Bioinformatics Advance Access published online on January 28, 2009
Bioinformatics, doi:10.1093/bioinformatics/btp062
Parallelized prediction error estimation for evaluation of high-dimensional models
Department of Medical Biometry and Statistics, Institute of Medical Biometry and Medical Informatics, University Medical Center Freiburg, 79104 Freiburg, Germany
*To whom correspondence should be addressed. Ms. Christine Porzelius, E-mail: cp{at}fdm.uni-freiburg.de
| Abstract |
|---|
Summary: There is a multitude of new techniques that promise to extract predictive information in bioinformatics applications.
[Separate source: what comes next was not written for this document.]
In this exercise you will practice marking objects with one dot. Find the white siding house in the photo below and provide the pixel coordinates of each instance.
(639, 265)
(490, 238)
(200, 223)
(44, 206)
It has been recognized that a first step for validation of the resulting model fits should rely on proper use of resampling techniques. However, this advice is frequently not followed, potential reasons being difficulty of correct implementation and computational demand. This is addressed by the R package peperr, which is designed for reliable prediction error estimation through resampling, potentially accelerated by parallel execution on a compute cluster. Its interface allows for easy connection to newly developed model fitting routines. Performance evaluation of the latter is furthermore guided by diagnostic plots, which helps to detect specific problems due to high-dimensional data structures.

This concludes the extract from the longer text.